Abrahams GlaubeEs mag sein, dass sich Israel oft mit dem gebundenen Isaak identifiziert hat. Das leidvolle Schicksal des Volkes deutet der Maler an. Die Brauntöne in der oberen rechten Ecke des Bildes korrespondieren mit den Brauntönen des Holzstapels, auf dem Isaak liegt. Umrissen wird das Volk auf der Flucht, der Weg ins Exil, die harten Bedingungen im gelebten Alltag und der das Kreuz tragende Jesus.

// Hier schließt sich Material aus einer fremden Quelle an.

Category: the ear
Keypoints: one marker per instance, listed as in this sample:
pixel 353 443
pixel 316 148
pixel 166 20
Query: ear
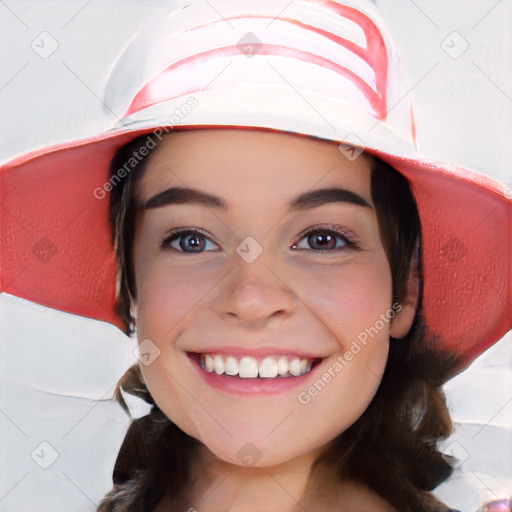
pixel 402 321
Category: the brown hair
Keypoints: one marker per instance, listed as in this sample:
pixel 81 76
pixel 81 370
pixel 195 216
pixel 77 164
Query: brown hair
pixel 391 448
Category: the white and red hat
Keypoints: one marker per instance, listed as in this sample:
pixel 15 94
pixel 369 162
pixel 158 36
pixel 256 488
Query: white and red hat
pixel 318 68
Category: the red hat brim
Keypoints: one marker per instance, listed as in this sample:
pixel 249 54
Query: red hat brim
pixel 56 245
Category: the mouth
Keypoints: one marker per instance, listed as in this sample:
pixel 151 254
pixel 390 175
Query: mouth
pixel 249 367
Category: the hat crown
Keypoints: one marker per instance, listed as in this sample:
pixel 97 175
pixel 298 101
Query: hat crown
pixel 256 50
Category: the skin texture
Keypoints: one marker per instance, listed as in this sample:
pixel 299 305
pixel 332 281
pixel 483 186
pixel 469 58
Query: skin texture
pixel 291 297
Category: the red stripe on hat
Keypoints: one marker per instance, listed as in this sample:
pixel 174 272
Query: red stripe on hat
pixel 150 95
pixel 375 55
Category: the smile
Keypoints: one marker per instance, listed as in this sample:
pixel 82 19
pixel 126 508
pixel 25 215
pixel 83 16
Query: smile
pixel 248 367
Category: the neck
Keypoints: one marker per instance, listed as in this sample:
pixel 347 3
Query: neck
pixel 235 488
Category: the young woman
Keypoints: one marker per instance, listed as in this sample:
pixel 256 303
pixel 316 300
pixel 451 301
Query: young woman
pixel 295 274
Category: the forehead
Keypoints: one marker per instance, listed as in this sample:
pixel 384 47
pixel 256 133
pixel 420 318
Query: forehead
pixel 251 166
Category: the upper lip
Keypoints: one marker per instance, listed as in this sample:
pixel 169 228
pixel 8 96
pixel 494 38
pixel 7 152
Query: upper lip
pixel 256 352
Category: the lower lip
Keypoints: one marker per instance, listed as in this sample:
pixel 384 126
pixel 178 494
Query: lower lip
pixel 252 386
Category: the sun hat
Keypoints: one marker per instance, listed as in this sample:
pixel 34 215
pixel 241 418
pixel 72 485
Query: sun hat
pixel 322 69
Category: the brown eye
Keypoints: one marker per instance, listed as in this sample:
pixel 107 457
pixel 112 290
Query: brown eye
pixel 322 240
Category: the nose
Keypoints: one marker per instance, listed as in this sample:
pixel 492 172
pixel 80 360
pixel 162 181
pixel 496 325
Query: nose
pixel 254 293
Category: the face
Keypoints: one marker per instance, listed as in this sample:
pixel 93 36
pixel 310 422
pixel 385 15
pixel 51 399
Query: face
pixel 266 303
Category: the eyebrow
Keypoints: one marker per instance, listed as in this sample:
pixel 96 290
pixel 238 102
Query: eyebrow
pixel 305 201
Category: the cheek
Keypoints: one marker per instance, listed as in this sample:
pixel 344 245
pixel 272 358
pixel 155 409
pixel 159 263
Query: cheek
pixel 349 299
pixel 165 294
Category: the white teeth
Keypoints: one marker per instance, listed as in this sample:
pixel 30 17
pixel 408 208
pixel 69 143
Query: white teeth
pixel 268 368
pixel 294 367
pixel 282 366
pixel 248 367
pixel 208 364
pixel 231 366
pixel 218 364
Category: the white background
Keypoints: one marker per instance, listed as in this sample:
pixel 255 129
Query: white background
pixel 58 372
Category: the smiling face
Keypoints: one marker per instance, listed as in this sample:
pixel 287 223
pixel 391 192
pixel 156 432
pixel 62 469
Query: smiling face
pixel 265 296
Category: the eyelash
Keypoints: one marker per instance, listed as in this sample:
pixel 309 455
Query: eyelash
pixel 346 236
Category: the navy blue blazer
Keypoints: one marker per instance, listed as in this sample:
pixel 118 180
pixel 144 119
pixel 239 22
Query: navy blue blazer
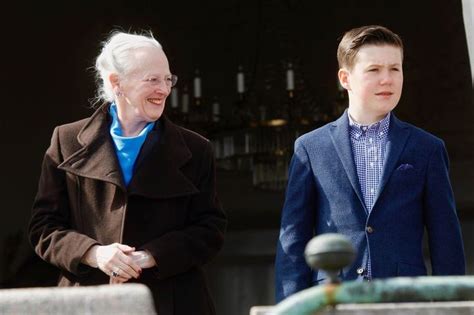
pixel 324 196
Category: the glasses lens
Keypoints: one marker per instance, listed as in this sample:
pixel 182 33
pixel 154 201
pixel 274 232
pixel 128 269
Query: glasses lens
pixel 174 80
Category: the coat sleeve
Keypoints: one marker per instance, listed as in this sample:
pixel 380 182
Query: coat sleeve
pixel 178 251
pixel 297 227
pixel 444 233
pixel 49 230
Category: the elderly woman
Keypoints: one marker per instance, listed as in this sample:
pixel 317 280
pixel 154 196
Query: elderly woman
pixel 127 196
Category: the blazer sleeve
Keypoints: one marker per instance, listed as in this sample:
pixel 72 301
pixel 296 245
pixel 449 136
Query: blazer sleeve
pixel 49 229
pixel 297 227
pixel 444 232
pixel 180 250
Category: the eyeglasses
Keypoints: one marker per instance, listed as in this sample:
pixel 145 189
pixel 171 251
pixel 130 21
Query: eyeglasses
pixel 169 80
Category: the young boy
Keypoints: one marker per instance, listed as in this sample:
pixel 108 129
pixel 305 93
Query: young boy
pixel 368 175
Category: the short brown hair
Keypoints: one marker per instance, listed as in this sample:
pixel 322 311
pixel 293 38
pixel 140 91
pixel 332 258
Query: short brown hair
pixel 356 38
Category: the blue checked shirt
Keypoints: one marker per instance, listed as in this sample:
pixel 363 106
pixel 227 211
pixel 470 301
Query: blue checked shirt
pixel 368 148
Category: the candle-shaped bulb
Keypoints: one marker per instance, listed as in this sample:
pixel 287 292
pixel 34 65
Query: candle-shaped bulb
pixel 185 100
pixel 215 111
pixel 197 85
pixel 240 81
pixel 290 78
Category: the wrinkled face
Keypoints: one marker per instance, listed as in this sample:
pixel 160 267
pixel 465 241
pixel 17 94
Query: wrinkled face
pixel 144 89
pixel 375 81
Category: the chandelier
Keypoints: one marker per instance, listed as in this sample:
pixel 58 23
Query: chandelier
pixel 255 134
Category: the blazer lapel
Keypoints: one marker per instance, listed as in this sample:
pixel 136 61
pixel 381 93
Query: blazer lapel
pixel 158 172
pixel 97 158
pixel 341 141
pixel 396 139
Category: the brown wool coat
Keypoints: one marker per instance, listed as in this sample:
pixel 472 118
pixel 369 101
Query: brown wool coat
pixel 170 208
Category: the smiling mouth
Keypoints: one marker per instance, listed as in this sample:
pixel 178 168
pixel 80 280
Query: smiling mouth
pixel 384 93
pixel 156 101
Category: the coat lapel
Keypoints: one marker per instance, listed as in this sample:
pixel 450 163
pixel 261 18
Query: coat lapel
pixel 97 158
pixel 342 143
pixel 158 171
pixel 396 139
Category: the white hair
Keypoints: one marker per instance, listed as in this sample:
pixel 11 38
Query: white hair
pixel 116 57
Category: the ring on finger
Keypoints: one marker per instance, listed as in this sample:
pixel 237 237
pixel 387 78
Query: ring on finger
pixel 115 273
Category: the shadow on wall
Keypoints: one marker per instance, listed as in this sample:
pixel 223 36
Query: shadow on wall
pixel 21 267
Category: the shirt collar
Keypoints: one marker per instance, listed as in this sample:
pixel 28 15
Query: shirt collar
pixel 357 130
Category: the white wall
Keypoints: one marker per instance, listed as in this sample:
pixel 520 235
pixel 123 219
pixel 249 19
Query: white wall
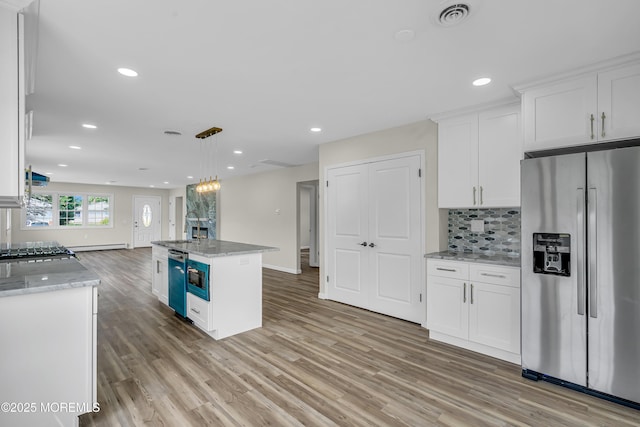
pixel 262 209
pixel 421 135
pixel 121 232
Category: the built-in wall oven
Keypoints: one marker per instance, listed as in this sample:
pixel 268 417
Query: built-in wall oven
pixel 198 279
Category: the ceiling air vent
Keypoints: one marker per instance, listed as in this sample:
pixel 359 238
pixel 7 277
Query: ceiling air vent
pixel 453 14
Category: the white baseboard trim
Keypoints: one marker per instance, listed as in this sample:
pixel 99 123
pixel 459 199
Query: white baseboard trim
pixel 98 247
pixel 283 269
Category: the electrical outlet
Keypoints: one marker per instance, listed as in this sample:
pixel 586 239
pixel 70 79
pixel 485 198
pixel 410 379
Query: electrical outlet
pixel 477 225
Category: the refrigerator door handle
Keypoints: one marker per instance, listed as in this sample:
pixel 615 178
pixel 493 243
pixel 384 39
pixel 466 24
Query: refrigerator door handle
pixel 580 252
pixel 592 247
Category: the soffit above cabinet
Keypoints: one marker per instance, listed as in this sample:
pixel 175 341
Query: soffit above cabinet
pixel 582 71
pixel 475 108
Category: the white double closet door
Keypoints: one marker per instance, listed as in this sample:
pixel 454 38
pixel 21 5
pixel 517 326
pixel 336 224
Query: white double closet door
pixel 374 237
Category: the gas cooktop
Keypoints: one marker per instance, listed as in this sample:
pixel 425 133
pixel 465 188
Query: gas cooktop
pixel 35 253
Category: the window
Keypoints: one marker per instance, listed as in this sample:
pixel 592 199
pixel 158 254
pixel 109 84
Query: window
pixel 64 210
pixel 40 211
pixel 98 211
pixel 70 210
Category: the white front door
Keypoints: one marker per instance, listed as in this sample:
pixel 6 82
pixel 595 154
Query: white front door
pixel 147 220
pixel 374 237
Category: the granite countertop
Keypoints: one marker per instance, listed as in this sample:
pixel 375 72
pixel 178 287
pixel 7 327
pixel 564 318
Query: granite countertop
pixel 213 248
pixel 506 260
pixel 28 245
pixel 20 278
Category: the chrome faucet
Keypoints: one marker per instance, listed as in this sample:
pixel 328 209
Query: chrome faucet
pixel 197 219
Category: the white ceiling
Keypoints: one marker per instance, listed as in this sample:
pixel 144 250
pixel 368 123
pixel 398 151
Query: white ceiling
pixel 267 71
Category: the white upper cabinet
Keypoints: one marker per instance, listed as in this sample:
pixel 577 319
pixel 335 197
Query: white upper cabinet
pixel 559 115
pixel 458 161
pixel 479 159
pixel 599 106
pixel 619 101
pixel 12 114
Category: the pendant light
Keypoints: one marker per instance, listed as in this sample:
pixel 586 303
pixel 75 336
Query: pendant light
pixel 212 185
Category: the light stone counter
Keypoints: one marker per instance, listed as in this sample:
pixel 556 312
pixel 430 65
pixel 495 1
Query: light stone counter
pixel 19 278
pixel 505 260
pixel 213 248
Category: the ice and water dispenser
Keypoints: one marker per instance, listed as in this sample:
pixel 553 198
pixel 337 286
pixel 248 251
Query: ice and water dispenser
pixel 552 253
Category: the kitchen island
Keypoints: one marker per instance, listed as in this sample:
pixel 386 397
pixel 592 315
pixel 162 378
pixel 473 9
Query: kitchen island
pixel 48 333
pixel 228 299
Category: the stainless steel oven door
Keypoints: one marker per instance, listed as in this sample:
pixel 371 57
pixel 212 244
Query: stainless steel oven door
pixel 198 279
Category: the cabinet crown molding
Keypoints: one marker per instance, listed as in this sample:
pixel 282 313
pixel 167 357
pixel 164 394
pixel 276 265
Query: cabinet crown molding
pixel 594 68
pixel 473 109
pixel 15 4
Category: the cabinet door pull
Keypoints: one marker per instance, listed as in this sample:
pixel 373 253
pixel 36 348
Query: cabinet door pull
pixel 500 276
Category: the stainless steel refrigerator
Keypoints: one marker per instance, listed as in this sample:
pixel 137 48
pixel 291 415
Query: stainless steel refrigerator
pixel 581 272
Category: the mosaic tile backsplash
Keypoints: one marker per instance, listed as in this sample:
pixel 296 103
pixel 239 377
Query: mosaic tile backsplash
pixel 501 231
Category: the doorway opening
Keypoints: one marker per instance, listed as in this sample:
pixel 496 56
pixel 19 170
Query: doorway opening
pixel 308 252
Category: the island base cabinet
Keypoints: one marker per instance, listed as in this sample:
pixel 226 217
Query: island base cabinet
pixel 160 274
pixel 47 360
pixel 475 306
pixel 235 296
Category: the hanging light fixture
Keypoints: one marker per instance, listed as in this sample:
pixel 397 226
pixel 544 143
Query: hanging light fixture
pixel 212 185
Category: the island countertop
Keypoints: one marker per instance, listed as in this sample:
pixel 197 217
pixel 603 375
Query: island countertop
pixel 213 248
pixel 19 278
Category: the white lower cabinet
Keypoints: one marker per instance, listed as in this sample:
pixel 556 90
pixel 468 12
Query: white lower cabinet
pixel 200 312
pixel 475 306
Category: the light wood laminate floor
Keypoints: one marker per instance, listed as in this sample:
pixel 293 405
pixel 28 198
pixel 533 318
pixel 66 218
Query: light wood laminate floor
pixel 313 363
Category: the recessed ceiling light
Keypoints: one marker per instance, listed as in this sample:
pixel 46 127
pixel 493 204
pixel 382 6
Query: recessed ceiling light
pixel 404 35
pixel 127 72
pixel 481 81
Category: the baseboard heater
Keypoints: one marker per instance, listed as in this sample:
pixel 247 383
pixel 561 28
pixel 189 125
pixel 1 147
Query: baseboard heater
pixel 98 247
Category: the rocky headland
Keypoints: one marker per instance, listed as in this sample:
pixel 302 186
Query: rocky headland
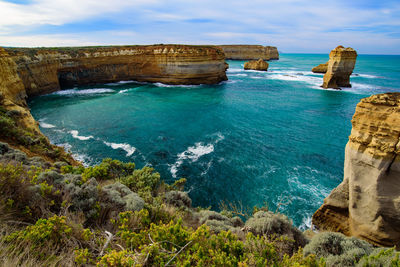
pixel 367 203
pixel 250 52
pixel 340 66
pixel 321 68
pixel 260 65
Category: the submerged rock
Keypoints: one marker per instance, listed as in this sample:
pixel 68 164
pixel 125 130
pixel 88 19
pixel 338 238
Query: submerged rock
pixel 340 66
pixel 321 68
pixel 367 203
pixel 256 65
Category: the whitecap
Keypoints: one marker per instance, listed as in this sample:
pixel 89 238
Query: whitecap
pixel 176 85
pixel 84 91
pixel 120 82
pixel 46 125
pixel 239 75
pixel 75 134
pixel 192 154
pixel 67 147
pixel 128 148
pixel 369 76
pixel 306 223
pixel 234 70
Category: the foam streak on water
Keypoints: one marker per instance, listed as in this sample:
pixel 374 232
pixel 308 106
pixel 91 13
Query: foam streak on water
pixel 258 137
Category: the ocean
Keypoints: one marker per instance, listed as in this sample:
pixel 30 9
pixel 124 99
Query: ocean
pixel 261 138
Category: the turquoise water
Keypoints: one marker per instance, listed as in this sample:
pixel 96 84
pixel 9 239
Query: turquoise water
pixel 259 137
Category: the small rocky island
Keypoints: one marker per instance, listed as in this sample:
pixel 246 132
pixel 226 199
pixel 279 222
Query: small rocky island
pixel 260 65
pixel 321 68
pixel 340 66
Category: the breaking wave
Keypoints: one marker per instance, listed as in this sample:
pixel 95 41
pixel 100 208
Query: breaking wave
pixel 84 91
pixel 75 134
pixel 128 148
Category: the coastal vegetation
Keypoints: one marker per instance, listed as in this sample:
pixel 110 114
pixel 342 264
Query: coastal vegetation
pixel 113 214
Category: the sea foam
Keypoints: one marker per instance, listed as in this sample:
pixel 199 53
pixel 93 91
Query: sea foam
pixel 84 91
pixel 128 148
pixel 46 125
pixel 75 134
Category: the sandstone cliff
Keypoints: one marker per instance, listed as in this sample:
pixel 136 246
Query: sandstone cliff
pixel 46 70
pixel 321 68
pixel 249 52
pixel 12 90
pixel 367 203
pixel 256 65
pixel 340 66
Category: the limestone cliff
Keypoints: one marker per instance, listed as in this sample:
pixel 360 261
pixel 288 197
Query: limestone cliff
pixel 340 66
pixel 249 52
pixel 321 68
pixel 12 90
pixel 256 65
pixel 46 70
pixel 367 203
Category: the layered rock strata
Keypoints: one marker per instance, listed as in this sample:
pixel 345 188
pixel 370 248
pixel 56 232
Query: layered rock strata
pixel 321 68
pixel 12 90
pixel 260 65
pixel 250 52
pixel 47 70
pixel 340 66
pixel 367 203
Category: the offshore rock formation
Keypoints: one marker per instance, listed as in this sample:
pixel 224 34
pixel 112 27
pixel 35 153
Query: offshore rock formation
pixel 46 70
pixel 367 203
pixel 340 67
pixel 256 65
pixel 321 68
pixel 250 52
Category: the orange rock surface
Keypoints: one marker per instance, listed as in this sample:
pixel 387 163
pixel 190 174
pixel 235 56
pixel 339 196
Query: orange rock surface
pixel 367 203
pixel 340 66
pixel 249 52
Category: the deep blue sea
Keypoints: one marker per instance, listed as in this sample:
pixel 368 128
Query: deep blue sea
pixel 260 137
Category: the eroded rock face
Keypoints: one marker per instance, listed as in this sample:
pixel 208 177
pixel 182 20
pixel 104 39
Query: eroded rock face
pixel 340 66
pixel 321 68
pixel 256 65
pixel 46 70
pixel 367 203
pixel 250 52
pixel 12 90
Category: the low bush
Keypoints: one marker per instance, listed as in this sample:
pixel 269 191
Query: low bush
pixel 337 249
pixel 277 227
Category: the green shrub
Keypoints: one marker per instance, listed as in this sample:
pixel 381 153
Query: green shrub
pixel 144 182
pixel 275 225
pixel 337 249
pixel 108 169
pixel 117 197
pixel 178 199
pixel 381 257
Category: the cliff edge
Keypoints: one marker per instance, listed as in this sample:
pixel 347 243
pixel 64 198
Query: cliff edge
pixel 367 203
pixel 249 52
pixel 45 70
pixel 340 66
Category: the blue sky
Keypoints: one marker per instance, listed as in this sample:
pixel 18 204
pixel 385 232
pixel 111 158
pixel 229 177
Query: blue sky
pixel 314 26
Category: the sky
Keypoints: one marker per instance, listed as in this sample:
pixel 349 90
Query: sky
pixel 294 26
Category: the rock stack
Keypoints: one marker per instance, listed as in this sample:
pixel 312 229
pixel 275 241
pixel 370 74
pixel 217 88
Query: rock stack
pixel 256 65
pixel 340 66
pixel 367 203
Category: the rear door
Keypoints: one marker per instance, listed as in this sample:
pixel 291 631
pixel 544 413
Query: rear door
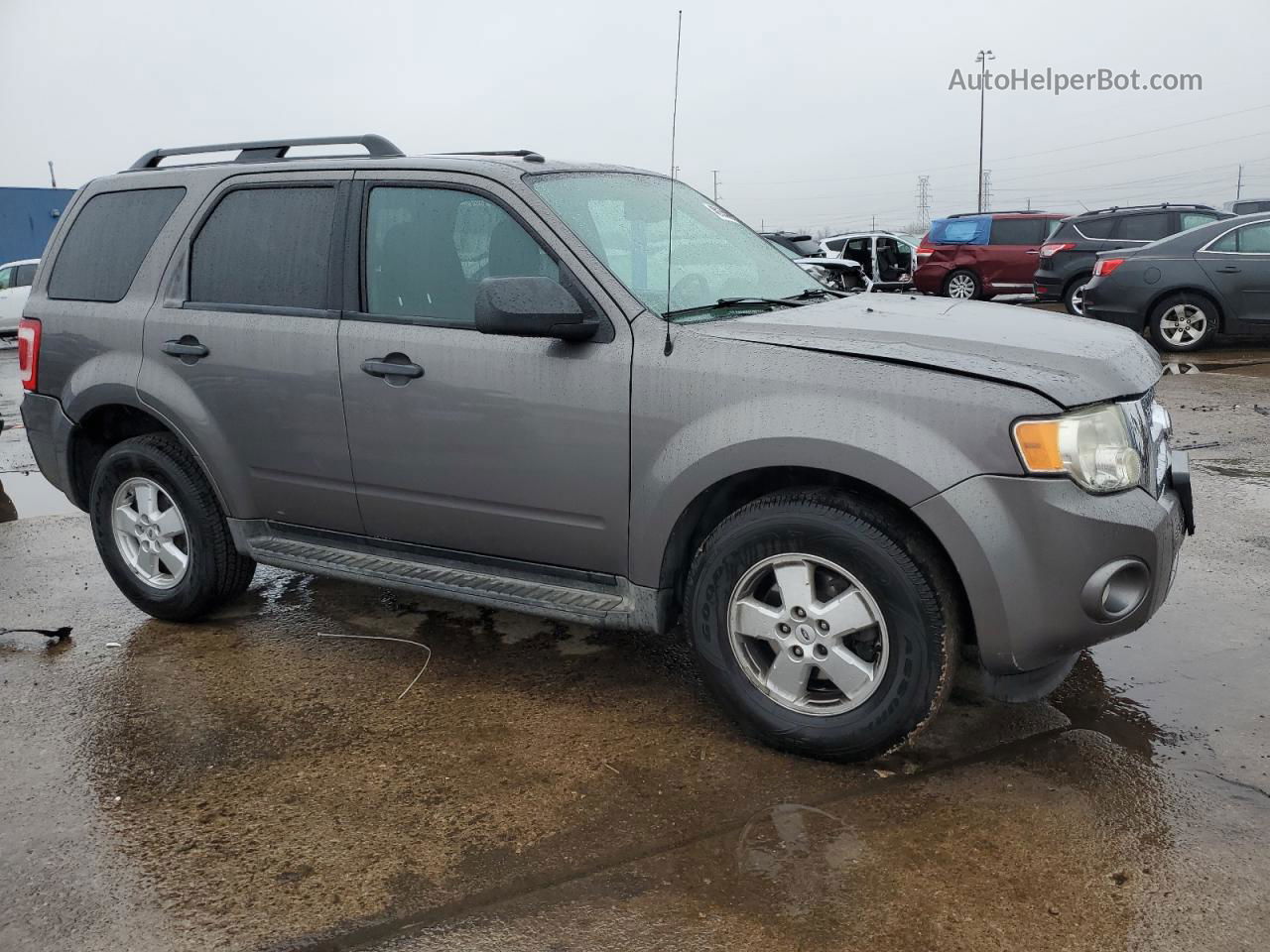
pixel 1238 266
pixel 498 445
pixel 1008 262
pixel 240 352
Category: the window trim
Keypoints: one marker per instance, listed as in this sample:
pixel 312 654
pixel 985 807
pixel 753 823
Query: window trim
pixel 356 294
pixel 70 226
pixel 334 254
pixel 1210 250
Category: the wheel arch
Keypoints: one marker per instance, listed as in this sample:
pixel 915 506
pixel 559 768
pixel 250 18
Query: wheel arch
pixel 721 498
pixel 111 422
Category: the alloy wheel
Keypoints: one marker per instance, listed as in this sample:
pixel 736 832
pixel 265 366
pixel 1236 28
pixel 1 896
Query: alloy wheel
pixel 150 532
pixel 808 635
pixel 961 286
pixel 1183 325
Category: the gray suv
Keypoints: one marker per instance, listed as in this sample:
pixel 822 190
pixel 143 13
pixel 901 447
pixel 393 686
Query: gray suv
pixel 493 377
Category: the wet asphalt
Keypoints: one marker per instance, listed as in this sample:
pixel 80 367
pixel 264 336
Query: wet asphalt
pixel 246 783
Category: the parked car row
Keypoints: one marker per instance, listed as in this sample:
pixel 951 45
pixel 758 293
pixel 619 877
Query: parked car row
pixel 1188 287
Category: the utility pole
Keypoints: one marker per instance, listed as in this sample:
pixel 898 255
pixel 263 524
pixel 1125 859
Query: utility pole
pixel 982 59
pixel 924 199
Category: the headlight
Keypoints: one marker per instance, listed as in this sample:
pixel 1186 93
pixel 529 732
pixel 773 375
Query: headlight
pixel 1091 445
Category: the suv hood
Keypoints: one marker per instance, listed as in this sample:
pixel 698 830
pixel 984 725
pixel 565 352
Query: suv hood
pixel 1072 361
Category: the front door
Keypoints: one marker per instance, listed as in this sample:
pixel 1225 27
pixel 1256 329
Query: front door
pixel 498 445
pixel 1238 266
pixel 240 352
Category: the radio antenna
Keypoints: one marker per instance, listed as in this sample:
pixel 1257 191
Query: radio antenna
pixel 670 218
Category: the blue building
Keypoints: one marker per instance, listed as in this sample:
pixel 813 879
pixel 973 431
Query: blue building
pixel 27 218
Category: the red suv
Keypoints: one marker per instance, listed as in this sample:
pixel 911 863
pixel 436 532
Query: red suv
pixel 982 255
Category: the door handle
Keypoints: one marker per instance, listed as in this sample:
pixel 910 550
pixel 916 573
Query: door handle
pixel 389 367
pixel 187 348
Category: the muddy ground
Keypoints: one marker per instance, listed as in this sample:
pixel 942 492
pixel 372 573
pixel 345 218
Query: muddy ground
pixel 245 783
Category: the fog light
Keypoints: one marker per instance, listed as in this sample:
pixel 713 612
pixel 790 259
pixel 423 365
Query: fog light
pixel 1115 590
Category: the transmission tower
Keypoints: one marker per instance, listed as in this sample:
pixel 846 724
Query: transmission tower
pixel 924 199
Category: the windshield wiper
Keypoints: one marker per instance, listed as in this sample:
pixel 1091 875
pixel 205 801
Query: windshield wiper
pixel 722 302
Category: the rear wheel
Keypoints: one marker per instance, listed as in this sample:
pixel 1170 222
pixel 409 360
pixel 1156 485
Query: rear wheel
pixel 962 285
pixel 1182 324
pixel 1074 298
pixel 822 625
pixel 160 531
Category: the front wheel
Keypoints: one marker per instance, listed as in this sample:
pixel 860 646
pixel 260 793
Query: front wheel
pixel 962 285
pixel 822 624
pixel 160 531
pixel 1182 324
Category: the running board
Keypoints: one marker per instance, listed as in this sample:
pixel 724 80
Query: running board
pixel 571 597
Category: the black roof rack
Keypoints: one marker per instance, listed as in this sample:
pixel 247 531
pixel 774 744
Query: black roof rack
pixel 998 211
pixel 526 154
pixel 1144 207
pixel 270 150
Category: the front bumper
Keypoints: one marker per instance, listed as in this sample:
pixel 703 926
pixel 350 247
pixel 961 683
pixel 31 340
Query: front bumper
pixel 1029 549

Wie im Gemälde steht Abraham im Mittelpunkt unserer Erzählung. Er ist der Handelnde, der Geprüfte. Sein Glauben trägt ihn. Wie kann ich seinen Glauben in dieser ungeheuerlichen Prüfung begreifen? Ich komme dabei an die Grenzen meines Verstehens. Mir hilft die Vorstellung der Besonderheit, der Einzigartigkeit: In der uns ganz und gar unmenschlich erscheinenden Versuchung erweist sich Abrahams Glaube als einmalig, als einzigartig. Sein starker Glaube ist Abrahams Alleinstellungsmerkmal. Dient Abraham vielen bis heute deswegen als Vorbild im Glauben? Von Gott gerufen, macht er sich auf den Weg. Ihn trägt der Glaube, der genährt wird durch Hören und Sehen. Auf meinem eigenen Weg möchte ich das von Abraham lernen. Amen.